Biological imperative and parenting are evolutionary tasks shared by all mammals and many other vertebrate organisms. While these do not necessarily denote any higher meaning, humanity could not exist without them. However, for me, the final category denotes something higher than simple continuation of the species.

Humans are unique among Earth’s organisms, no one could convincingly deny this. I believe there are many reasons to consider ourselves unique in Nature, but our capacity to learn concepts outside of survival is one that I consider foremost among others. Humans carry the responsibility of self awareness coupled with our unsurpassed intelligence. Evolution has provided us with these responsibilities, and they are awesome gifts.

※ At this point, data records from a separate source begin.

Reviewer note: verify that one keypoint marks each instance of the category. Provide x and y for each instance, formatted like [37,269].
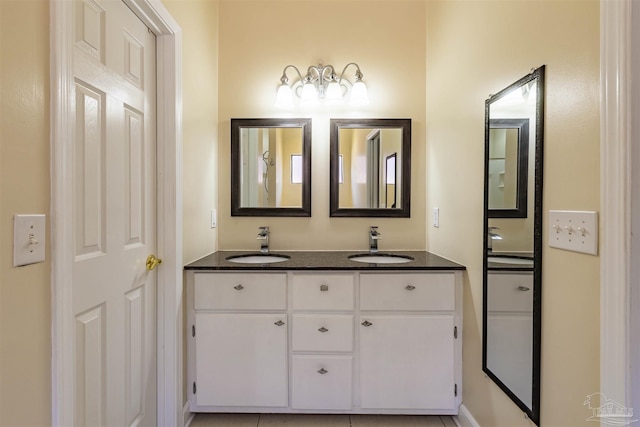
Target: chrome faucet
[374,236]
[263,236]
[491,236]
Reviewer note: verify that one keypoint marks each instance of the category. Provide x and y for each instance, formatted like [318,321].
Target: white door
[114,217]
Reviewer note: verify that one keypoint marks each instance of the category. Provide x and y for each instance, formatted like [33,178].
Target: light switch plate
[29,238]
[574,231]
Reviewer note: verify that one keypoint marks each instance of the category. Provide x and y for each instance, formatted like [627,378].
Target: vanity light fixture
[321,83]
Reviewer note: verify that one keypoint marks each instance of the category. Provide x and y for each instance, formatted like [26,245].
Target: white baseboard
[187,415]
[464,418]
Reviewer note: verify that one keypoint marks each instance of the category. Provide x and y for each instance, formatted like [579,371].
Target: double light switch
[28,239]
[574,231]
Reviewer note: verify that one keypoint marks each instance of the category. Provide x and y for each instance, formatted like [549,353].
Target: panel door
[407,362]
[241,360]
[114,217]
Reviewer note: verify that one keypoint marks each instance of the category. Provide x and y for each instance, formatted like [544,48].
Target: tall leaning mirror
[271,167]
[370,167]
[512,267]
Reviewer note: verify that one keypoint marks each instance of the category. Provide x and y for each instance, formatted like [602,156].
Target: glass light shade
[284,97]
[359,95]
[333,92]
[309,94]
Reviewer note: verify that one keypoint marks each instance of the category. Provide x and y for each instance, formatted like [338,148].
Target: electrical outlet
[574,231]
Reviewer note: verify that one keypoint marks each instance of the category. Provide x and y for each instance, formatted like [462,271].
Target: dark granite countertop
[324,260]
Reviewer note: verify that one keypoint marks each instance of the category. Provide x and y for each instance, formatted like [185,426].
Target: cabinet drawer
[321,382]
[433,291]
[242,291]
[322,332]
[510,292]
[323,292]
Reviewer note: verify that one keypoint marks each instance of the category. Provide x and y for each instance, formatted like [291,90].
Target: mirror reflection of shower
[267,167]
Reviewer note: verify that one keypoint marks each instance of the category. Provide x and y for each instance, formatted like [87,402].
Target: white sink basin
[527,262]
[381,258]
[258,258]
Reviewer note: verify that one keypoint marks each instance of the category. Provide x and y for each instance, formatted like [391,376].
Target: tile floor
[300,420]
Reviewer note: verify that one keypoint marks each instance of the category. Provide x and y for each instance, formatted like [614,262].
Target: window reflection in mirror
[264,167]
[270,167]
[390,180]
[370,167]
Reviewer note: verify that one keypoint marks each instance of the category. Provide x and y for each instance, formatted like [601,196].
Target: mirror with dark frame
[270,167]
[508,167]
[362,154]
[512,262]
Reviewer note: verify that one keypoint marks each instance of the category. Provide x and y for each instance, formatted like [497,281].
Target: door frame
[169,201]
[619,204]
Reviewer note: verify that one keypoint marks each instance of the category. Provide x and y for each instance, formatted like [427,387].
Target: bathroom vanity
[321,333]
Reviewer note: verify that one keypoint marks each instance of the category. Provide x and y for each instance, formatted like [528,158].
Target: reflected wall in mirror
[370,162]
[508,167]
[271,167]
[512,267]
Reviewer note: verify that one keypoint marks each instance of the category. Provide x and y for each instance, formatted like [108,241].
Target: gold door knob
[152,262]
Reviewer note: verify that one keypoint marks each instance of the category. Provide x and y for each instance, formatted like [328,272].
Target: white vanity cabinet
[510,329]
[325,341]
[408,342]
[322,340]
[239,331]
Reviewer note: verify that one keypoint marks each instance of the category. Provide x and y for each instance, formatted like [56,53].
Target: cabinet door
[407,362]
[241,360]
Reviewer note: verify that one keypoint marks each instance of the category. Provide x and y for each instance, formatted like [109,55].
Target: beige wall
[258,39]
[475,48]
[25,297]
[468,55]
[199,22]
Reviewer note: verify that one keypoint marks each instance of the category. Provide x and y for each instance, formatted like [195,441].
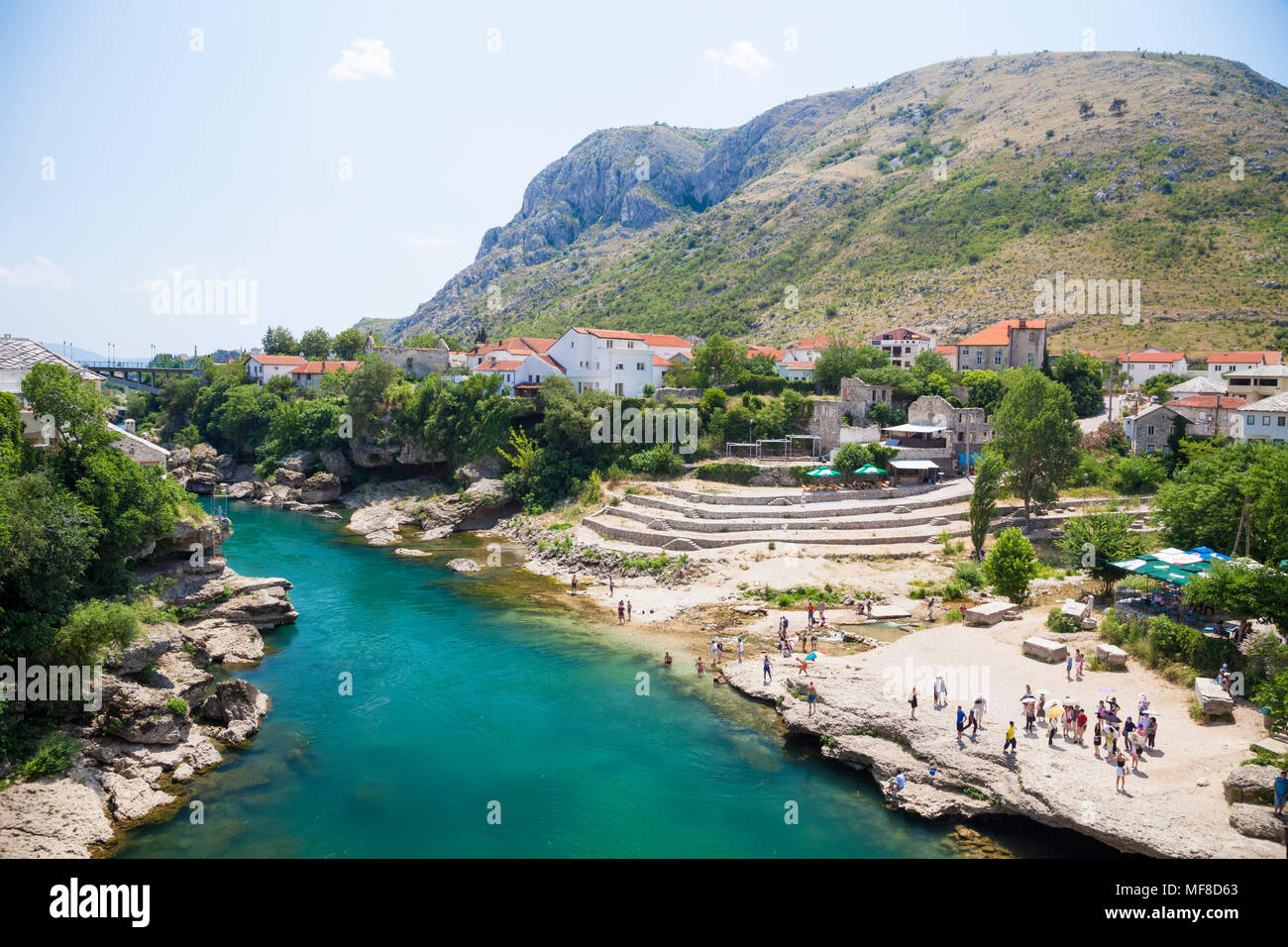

If I wanted to be sentimental I would say that the purpose of our existence is to make the world a better place, that we live to learn so that we can impart knowledge to the next generation. Human biological imperative and parenting would provide no more meaning to our lives than they would for any other animal without our ability to collectively understand, evaluate, and rationalize our own behaviors and pass on what we discover.

We are the only animals (as far as science can tell) that have the concept of meaning. We do not simply survive. No organism’s life is meaningless, every living thing has purpose in Nature. I do not believe humans are an exception, evolution has given humanity purpose. I could be wrong. Perhaps, as many of the religious believe, Nature cannot provide human life with any meaning. Perhaps there is no meaning to be found. I choose to act as though human purpose is a certainty, epistemology be damned.